Sessa: Open-Source Decoder Architecture Offers Alternative to Transformers and Mamba for Long-Context LLMs
Key Takeaways
- ▸Sessa introduces a novel decoder architecture combining self-attention with recurrent feedback pathways, positioning itself as a middle ground between Transformers and pure SSM models
- ▸The open-source implementation includes optional FlashAttention support for performance optimization while maintaining flexibility with a fallback reference implementation
- ▸The architecture includes configurable parameters for fine-tuning behavior, including gamma_max feedback gain bounds set at 0.999, and supports both RoPE positional encoding options
Summary
Libratio AI has released Sessa, an open-source decoder architecture designed as an alternative to standard Transformers and state-space models like Mamba for building long-context large language models. Sessa integrates self-attention into a recurrent feedback pathway, combining input-dependent attention routing with feedback-based recurrent aggregation to improve long-context information preservation and integration. The architecture is now available on GitHub with full implementation code, supporting optional FlashAttention optimization for improved performance on CUDA-enabled hardware.
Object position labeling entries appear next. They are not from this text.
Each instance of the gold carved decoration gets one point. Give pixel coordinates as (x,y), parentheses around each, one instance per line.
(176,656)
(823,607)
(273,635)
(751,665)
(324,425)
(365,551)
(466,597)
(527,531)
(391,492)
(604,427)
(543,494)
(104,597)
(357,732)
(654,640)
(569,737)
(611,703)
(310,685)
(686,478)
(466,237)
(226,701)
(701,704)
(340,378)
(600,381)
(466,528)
The release includes comprehensive documentation and configurable parameters such as batch size, sequence length, number of attention heads, and feedback gain bounds, allowing researchers and developers to experiment with different configurations.
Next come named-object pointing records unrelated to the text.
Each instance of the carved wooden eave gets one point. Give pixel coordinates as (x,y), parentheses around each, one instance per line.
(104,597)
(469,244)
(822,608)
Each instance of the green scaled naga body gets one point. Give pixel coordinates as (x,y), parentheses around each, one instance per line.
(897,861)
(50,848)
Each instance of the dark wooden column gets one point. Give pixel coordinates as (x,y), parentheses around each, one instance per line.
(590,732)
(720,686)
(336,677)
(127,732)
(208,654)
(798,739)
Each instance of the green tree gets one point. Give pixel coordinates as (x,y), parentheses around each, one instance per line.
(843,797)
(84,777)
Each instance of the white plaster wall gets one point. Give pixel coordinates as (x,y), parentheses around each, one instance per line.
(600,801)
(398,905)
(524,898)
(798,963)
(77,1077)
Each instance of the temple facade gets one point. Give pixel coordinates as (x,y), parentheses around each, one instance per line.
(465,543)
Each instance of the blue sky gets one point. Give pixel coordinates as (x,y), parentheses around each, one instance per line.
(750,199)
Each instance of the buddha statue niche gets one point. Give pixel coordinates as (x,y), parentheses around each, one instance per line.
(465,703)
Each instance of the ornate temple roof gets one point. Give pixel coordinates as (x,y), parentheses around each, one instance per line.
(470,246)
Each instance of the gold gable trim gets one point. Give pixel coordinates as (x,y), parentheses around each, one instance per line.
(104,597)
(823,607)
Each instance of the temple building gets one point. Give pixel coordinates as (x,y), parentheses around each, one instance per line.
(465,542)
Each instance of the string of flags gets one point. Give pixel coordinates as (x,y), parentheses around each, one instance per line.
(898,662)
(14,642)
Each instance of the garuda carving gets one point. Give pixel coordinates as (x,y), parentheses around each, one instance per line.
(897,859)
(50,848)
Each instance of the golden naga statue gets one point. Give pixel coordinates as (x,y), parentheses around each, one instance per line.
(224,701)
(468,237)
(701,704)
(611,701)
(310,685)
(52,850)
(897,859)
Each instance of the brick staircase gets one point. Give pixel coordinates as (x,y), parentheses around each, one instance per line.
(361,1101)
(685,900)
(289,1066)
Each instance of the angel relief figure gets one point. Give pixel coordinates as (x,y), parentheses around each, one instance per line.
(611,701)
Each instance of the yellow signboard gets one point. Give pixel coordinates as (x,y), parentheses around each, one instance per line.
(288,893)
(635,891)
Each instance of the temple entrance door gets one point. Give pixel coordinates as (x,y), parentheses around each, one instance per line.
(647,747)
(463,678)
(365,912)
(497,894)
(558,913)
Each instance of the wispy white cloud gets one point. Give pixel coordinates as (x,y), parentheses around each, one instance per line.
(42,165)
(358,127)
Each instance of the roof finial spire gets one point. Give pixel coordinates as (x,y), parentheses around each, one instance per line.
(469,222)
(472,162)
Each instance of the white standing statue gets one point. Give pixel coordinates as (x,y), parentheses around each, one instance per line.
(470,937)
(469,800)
- Released under Apache License 2.0, Sessa is available for immediate research and production use with clear installation and usage examples provided
Editorial Opinion
Sessa represents an interesting development in the ongoing architectural evolution of large language models, offering a hybrid approach that may address specific limitations both Transformers and Mamba face with long-context modeling. The open-source release accelerates community validation of the approach and enables rapid experimentation. However, the true value of Sessa will depend on empirical benchmarks showing concrete improvements over existing approaches—the paper should include comprehensive comparisons on standard long-context tasks.